The textbook, and the body
This column has returned, in each essay, to a single principle: Ayurveda is not one-size-fits-all. The classical text holds the rule; the practitioner's work is reading the conditions in front of them before applying it.
May, in Burlington, gives that principle its most generous form. The text says the body needs Vasanta — needs the kapha unwound, needs the eye fed, needs the small daily stimulation of colour after the long white. It says, also, that the medicine for the season tends to grow in the place the season is happening. The conditions, this once, are almost exactly what the text requires.
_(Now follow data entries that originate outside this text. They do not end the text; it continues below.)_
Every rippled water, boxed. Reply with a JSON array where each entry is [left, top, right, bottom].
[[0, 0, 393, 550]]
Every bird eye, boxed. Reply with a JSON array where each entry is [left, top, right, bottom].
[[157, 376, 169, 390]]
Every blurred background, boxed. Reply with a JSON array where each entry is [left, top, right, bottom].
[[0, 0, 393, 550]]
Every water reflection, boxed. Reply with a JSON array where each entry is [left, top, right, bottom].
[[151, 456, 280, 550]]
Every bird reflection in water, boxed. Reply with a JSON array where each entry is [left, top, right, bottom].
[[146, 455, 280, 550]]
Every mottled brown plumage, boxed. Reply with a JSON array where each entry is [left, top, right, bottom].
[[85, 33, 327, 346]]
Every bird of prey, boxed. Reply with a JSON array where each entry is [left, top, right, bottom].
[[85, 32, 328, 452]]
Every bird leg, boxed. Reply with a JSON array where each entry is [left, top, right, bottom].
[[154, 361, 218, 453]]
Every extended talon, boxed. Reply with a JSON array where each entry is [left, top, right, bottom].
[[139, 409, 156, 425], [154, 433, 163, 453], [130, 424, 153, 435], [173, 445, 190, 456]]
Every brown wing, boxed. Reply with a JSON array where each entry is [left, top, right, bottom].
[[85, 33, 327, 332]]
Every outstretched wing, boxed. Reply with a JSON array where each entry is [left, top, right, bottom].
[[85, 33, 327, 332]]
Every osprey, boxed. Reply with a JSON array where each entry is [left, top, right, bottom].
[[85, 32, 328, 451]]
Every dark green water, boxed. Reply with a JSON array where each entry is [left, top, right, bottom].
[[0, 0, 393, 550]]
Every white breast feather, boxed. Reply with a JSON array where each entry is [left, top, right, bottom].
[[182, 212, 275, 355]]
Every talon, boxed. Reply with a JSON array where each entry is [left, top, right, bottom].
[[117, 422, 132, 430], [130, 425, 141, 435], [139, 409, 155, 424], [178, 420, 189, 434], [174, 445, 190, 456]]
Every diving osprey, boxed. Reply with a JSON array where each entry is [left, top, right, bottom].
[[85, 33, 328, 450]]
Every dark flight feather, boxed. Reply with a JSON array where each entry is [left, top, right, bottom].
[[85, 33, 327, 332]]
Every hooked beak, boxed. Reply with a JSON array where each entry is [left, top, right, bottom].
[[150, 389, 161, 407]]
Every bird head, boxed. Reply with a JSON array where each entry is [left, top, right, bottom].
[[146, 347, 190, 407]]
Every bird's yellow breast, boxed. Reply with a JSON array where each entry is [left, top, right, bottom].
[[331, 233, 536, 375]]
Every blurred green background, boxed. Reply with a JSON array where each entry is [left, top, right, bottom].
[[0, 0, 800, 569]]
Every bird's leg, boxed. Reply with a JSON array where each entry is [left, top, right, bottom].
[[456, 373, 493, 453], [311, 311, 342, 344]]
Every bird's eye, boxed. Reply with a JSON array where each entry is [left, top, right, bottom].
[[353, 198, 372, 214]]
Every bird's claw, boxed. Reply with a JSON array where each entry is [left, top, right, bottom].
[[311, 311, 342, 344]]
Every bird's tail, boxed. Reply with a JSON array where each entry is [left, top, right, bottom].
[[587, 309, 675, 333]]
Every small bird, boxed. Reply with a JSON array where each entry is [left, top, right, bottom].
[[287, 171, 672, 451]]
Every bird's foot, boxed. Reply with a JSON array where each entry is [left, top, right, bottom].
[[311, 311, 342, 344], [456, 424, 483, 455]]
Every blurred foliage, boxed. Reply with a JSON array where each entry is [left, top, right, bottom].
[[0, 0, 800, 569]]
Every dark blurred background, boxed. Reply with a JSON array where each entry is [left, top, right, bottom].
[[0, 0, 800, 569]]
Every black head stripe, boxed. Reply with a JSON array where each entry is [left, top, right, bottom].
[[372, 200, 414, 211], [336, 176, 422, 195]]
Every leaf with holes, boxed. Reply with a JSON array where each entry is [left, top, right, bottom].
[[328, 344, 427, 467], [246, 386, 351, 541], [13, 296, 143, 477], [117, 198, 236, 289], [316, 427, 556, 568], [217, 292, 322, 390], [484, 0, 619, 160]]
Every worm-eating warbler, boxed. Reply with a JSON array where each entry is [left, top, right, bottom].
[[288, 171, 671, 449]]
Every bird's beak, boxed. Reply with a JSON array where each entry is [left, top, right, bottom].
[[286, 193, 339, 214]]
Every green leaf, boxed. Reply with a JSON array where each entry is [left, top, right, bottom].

The work of the practitioner is to notice that the patient is already inside the prescription, and to step out of the way, and to point — when the patient is ready to see it — at the violet.
Dr. Arlini Singh is the owner and founder of A-YUR-VEDA, an integrated medical clinic in Burlington, Ontario, where she practises Ayurvedic medicine. Alongside her clinical work she writes A-YUR-VEDA Journal, an editorial column reading books, seasons and the body through an Ayurvedic lens.